J’ai également apprécié les passages où il est question du travail d’écriture de Simone de Beauvoir : elle décrit les difficultés rencontrées pour sortir un texte qui soit valable tant à ses yeux qu’à ceux d’un éditeur, elle explique les choix posés dans la rédaction de L’Invitée, etc. Cela nous permet, une nouvelle fois, de prendre conscience de la difficulté du travail d’écriture, même pour des personnes qui ont été plébiscitées pour leur œuvre. On constate également que Sarte discutait presque constamment ses œuvres avec elle, pendant leur écriture, et que, l’air de rien, elle a pas mal participé à la création littéraire du philosophe.

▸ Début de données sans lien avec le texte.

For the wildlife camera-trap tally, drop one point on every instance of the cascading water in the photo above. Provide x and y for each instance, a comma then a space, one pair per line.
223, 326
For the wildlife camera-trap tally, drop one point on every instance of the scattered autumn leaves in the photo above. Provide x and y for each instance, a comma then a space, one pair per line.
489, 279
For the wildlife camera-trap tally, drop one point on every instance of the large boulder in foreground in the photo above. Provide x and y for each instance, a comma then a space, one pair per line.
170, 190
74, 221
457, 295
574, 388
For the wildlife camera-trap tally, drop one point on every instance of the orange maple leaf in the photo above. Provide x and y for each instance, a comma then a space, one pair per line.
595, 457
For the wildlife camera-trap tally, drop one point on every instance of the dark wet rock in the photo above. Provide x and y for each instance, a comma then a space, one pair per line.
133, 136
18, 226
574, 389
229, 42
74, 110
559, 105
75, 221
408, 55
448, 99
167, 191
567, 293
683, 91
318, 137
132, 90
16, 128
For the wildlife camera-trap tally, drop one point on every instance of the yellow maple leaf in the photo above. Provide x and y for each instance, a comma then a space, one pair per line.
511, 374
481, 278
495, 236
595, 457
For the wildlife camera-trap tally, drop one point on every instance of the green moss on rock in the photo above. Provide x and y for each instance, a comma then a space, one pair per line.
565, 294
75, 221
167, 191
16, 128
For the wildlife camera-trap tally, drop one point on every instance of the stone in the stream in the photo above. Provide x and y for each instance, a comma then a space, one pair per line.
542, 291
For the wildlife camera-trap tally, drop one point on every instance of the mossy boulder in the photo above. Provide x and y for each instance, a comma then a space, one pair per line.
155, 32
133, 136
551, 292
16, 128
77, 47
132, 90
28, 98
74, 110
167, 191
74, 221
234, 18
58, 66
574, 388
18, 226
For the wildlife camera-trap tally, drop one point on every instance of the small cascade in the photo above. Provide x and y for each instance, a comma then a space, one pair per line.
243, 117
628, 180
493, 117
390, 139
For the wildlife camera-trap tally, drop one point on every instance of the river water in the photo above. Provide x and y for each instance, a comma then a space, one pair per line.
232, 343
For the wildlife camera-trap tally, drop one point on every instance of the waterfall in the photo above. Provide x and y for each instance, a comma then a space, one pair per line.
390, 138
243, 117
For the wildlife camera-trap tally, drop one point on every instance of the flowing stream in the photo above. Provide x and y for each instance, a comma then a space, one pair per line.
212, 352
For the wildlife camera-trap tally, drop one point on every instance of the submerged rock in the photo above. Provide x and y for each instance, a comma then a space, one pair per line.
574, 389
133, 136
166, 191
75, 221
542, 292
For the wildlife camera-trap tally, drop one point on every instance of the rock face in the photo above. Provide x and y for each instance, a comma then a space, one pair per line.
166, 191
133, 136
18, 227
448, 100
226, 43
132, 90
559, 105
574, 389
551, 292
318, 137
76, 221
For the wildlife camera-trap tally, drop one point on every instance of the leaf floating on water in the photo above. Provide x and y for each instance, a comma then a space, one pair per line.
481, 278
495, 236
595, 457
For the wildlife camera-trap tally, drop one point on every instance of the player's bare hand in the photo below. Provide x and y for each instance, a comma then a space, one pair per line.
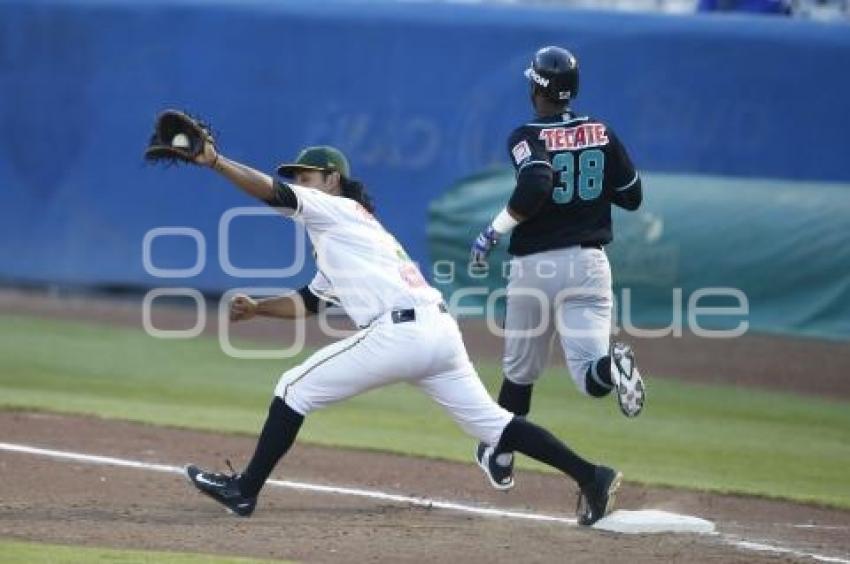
209, 155
242, 308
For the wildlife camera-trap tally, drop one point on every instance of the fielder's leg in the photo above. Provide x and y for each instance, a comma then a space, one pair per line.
367, 359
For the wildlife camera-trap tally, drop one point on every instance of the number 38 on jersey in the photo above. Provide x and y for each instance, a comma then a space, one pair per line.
585, 170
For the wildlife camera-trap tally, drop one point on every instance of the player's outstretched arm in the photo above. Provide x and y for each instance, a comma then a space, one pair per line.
289, 306
249, 180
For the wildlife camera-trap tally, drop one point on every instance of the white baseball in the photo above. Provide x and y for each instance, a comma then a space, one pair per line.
181, 141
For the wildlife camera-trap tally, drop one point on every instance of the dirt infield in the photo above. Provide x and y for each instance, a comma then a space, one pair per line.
76, 503
803, 366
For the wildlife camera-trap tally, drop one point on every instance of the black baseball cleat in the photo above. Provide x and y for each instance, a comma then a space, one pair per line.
223, 488
631, 392
501, 476
596, 499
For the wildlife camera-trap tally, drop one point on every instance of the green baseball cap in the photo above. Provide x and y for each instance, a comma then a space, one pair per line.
317, 158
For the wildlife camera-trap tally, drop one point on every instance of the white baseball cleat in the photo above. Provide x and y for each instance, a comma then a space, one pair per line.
631, 392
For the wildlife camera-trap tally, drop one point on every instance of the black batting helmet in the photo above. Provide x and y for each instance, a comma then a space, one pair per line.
554, 73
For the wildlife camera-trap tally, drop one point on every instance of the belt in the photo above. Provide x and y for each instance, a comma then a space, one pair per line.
405, 315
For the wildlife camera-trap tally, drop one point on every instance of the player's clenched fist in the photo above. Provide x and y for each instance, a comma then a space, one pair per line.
242, 307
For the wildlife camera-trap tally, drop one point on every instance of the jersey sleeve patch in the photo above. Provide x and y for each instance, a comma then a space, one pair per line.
521, 151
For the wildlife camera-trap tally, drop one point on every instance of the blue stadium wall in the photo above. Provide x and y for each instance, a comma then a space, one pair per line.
418, 95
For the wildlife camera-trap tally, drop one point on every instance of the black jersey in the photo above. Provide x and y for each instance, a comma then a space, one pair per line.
590, 169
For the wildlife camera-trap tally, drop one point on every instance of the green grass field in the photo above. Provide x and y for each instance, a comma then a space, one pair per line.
693, 436
15, 552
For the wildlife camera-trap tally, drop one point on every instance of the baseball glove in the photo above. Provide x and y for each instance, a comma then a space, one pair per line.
177, 137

Bref, je ne vais pas vous mentir, avec La force de l’âge, Simone est quelque peu retombée de son piédestal et m’a presque fait tomber en panne de lecture ! 😀 Néanmoins, cela m’a donné envie de lire L’invitée et Les Mandarins, qu’elle aborde à plusieurs reprises dans ce texte. Et je pense continuer à lire la suite de ses mémoires, puisque les deux tomes de La Force des choses sont déjà dans ma trop haute pile à lire.